Kate Noakes: Goldhawk Road


Kate Noakes lives in London where she reviews poetry collections for prominent magazines and acts as a trustee for Spread the Word. Her latest collection is The Filthy Quiet (Parthian 2019). Her website www.boomslangpoetry.blogspot.com, is archived by the National Library of Wales. Her first non-fiction title, Real Hay on Wye is forthcoming from Seren in 2020.

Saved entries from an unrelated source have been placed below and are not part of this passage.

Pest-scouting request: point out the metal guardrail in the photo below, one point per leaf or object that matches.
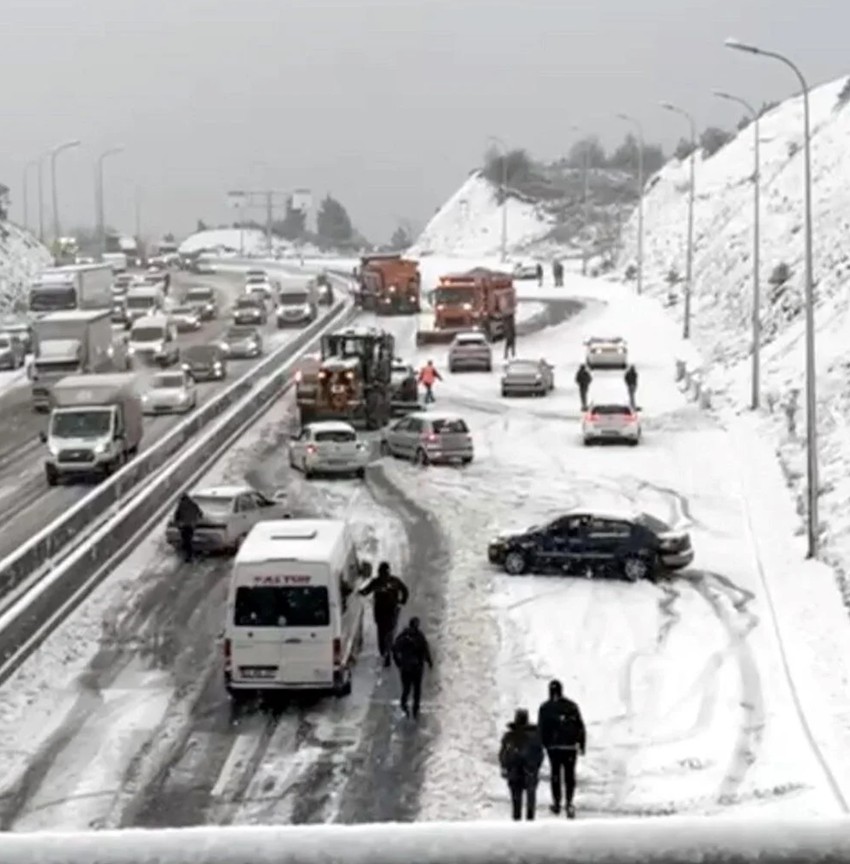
(29, 619)
(603, 841)
(39, 552)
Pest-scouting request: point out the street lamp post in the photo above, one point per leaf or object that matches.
(53, 154)
(811, 390)
(501, 144)
(755, 396)
(689, 266)
(99, 197)
(585, 199)
(637, 124)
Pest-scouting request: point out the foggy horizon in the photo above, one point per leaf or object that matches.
(386, 106)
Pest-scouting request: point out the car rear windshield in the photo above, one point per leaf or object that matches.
(611, 409)
(214, 507)
(337, 435)
(442, 427)
(291, 606)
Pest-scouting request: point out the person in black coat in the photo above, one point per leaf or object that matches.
(631, 384)
(186, 517)
(563, 735)
(520, 758)
(389, 595)
(583, 379)
(411, 652)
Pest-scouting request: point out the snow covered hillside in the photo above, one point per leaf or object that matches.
(21, 257)
(469, 224)
(723, 279)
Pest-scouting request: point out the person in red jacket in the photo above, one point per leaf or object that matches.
(427, 376)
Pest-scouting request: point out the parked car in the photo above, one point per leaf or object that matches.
(528, 378)
(205, 362)
(631, 546)
(186, 318)
(12, 353)
(470, 351)
(611, 421)
(250, 309)
(328, 447)
(242, 343)
(204, 300)
(229, 513)
(429, 437)
(170, 393)
(606, 353)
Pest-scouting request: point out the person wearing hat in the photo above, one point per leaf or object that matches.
(389, 595)
(563, 735)
(520, 758)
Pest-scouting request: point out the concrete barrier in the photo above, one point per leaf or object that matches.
(716, 840)
(39, 553)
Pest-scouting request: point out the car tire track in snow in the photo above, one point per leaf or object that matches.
(389, 766)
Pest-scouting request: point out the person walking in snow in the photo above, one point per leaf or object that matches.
(562, 734)
(186, 517)
(520, 758)
(411, 652)
(428, 375)
(389, 594)
(631, 385)
(510, 337)
(583, 380)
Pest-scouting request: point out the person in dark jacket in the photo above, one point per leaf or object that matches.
(186, 517)
(562, 733)
(583, 379)
(411, 652)
(510, 337)
(389, 594)
(520, 757)
(631, 385)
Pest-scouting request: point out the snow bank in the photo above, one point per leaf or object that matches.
(623, 841)
(470, 223)
(21, 258)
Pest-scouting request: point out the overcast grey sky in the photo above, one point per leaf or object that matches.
(386, 104)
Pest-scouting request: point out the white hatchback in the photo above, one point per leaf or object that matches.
(328, 447)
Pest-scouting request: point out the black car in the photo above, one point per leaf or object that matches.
(630, 547)
(250, 310)
(205, 362)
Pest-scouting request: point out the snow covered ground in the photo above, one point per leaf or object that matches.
(469, 224)
(722, 690)
(723, 285)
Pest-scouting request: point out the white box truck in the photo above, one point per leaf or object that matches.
(78, 286)
(95, 426)
(76, 342)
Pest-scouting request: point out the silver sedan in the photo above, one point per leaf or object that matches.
(528, 378)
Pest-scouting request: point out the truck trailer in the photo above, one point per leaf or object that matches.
(95, 426)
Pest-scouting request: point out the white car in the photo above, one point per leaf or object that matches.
(328, 447)
(611, 421)
(229, 513)
(170, 393)
(606, 353)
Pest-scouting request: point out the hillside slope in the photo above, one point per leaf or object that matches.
(21, 258)
(723, 279)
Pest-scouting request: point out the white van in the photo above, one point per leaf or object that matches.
(294, 618)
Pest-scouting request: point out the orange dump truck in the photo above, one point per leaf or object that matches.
(389, 285)
(478, 300)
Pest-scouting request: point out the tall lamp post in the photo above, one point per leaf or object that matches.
(689, 266)
(61, 148)
(755, 396)
(99, 196)
(504, 148)
(811, 391)
(637, 124)
(585, 198)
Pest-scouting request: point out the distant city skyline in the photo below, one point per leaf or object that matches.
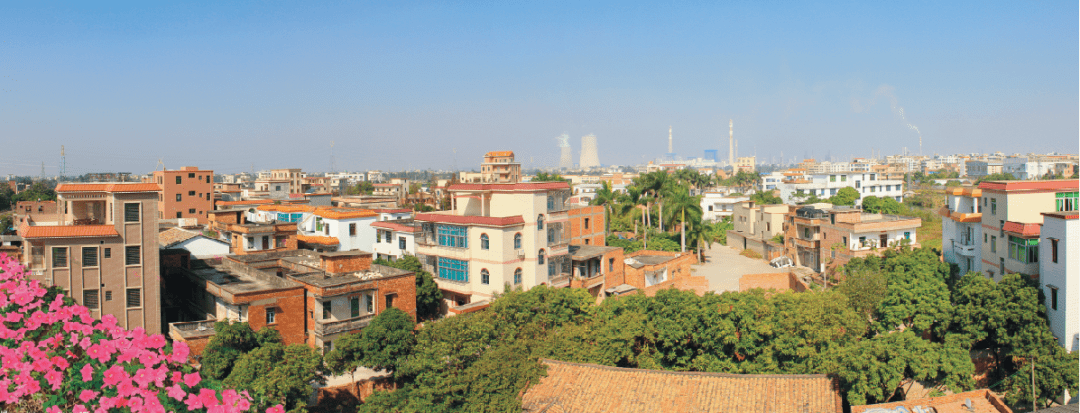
(235, 87)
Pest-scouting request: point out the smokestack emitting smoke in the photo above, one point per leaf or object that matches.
(589, 155)
(566, 155)
(670, 141)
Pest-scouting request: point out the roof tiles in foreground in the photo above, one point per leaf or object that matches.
(575, 387)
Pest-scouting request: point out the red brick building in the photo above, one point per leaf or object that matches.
(588, 226)
(187, 192)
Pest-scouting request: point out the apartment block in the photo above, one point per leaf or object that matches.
(588, 226)
(497, 235)
(820, 236)
(187, 192)
(102, 247)
(962, 228)
(1012, 220)
(827, 185)
(1057, 268)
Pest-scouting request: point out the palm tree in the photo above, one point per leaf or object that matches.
(680, 204)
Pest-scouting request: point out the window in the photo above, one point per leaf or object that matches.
(451, 236)
(133, 255)
(134, 297)
(90, 256)
(1024, 250)
(1053, 250)
(90, 298)
(454, 269)
(59, 256)
(1067, 201)
(131, 212)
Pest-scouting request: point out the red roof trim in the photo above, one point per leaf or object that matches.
(1023, 229)
(495, 221)
(525, 186)
(70, 231)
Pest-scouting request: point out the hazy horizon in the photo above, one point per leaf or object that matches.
(419, 85)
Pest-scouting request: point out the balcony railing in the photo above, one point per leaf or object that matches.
(323, 329)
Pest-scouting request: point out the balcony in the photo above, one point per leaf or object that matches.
(323, 329)
(192, 329)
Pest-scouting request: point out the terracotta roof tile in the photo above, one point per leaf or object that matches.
(172, 236)
(108, 188)
(574, 387)
(447, 218)
(70, 231)
(318, 239)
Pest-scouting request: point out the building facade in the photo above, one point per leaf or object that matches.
(103, 249)
(187, 192)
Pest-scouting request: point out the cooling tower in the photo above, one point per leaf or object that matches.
(589, 155)
(566, 156)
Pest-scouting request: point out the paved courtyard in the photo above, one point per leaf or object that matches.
(724, 267)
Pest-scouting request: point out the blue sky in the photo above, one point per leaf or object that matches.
(416, 85)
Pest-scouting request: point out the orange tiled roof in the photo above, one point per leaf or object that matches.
(70, 231)
(574, 387)
(108, 188)
(343, 213)
(318, 239)
(982, 401)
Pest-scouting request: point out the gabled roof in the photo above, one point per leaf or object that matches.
(108, 188)
(70, 231)
(318, 239)
(577, 387)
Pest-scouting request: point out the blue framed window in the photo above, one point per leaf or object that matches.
(453, 236)
(454, 269)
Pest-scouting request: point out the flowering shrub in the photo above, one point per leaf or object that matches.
(55, 357)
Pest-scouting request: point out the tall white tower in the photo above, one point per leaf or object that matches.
(670, 141)
(731, 143)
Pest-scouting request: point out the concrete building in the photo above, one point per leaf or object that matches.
(103, 249)
(717, 205)
(186, 192)
(820, 236)
(823, 186)
(1011, 220)
(1057, 269)
(500, 168)
(497, 235)
(309, 297)
(754, 227)
(962, 228)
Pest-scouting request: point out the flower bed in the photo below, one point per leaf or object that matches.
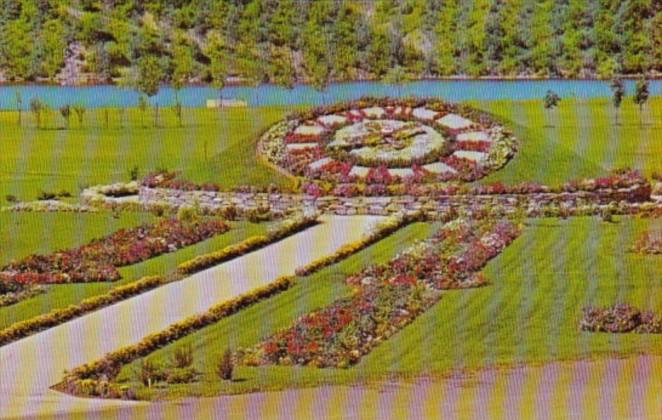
(378, 233)
(620, 318)
(649, 243)
(58, 316)
(11, 298)
(289, 227)
(425, 140)
(387, 297)
(99, 259)
(92, 379)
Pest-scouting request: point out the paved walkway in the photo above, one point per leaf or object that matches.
(30, 366)
(609, 388)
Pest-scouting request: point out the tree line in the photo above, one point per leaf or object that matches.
(144, 43)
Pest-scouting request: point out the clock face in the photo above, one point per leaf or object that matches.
(429, 141)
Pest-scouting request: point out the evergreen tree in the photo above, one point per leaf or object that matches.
(641, 94)
(618, 92)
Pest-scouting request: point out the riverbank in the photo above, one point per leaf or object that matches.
(98, 96)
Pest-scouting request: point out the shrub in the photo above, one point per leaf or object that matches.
(98, 260)
(58, 316)
(387, 297)
(46, 195)
(620, 318)
(187, 213)
(111, 363)
(225, 366)
(183, 357)
(184, 375)
(287, 227)
(134, 173)
(149, 373)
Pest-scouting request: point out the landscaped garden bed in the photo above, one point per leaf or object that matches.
(387, 297)
(620, 318)
(384, 140)
(98, 260)
(649, 242)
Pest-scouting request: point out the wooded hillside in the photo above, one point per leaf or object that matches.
(287, 41)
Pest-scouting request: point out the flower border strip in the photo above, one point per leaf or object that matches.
(56, 317)
(111, 363)
(381, 231)
(13, 298)
(251, 244)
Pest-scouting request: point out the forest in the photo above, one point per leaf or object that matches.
(317, 42)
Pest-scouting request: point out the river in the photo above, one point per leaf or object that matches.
(453, 90)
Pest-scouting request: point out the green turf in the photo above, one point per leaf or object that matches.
(579, 139)
(44, 232)
(277, 312)
(529, 314)
(212, 145)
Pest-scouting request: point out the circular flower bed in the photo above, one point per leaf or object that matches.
(389, 141)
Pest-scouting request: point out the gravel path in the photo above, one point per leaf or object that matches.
(30, 366)
(608, 388)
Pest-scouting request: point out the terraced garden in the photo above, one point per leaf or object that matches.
(479, 275)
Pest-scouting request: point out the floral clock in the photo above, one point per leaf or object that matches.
(425, 140)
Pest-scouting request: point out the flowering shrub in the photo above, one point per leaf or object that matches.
(387, 297)
(620, 318)
(58, 316)
(10, 298)
(97, 260)
(251, 244)
(382, 230)
(85, 380)
(649, 243)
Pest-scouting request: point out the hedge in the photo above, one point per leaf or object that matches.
(109, 366)
(59, 316)
(381, 231)
(251, 244)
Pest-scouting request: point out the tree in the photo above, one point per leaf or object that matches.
(641, 95)
(183, 69)
(396, 76)
(218, 71)
(618, 92)
(65, 111)
(148, 80)
(79, 110)
(37, 107)
(19, 106)
(445, 31)
(143, 103)
(225, 366)
(551, 99)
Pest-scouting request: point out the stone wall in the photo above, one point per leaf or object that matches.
(432, 207)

Here are Kate’s thoughts about her  poems:
‘Three of these poems are about living abroad: the long one from my childhood in Australia, and two (partly) from the posting I had to California nearly twenty years ago. The otherness of these landscapes often reappears in my imagination as image or memory. The museum poem presents a choice for our present time – what to pre/conserve and what we will be forced to let go. Many of the others worry at the same more obliquely. They will all appear in my next collection, which is provisionally titled Goldhawk Road.

Kate Noakes: Four Poems


Here’s brown wood, hard wood, curved –
her boomerang carved with strange
cross-hatchings and marsupials in chalk;
a weight in her hands with the power
to carry her back. Magic. She thinks
of the aborigine boy who made it
squatting under a ghost gum still,
his hands tough from wood, from work.
She’s moved across the planet, but not
back to source, afraid of rebounding,
turning time, asking her little girl self
what she might do, or be, or say.

All she has to do is let the boomerang
take her back decades to the red land,
scent of eucalypts and, in the right season,
mimosa. Her feet in the back yard grass,
she’s watching bees work the clover.
Dew wet, she walks the path. In minutes
it’s dry. Curious. She’s lost her way. There’s no
turning now. There’s only onwards
across a re-found land, vast with possibilities,
almost too many to be provisioned.
Only she will see an emu jogging beside her,
that mob of kangaroos – a streak of iron
crossing the road ahead, or out of nowhere
a flight of galahs, in these precise moments.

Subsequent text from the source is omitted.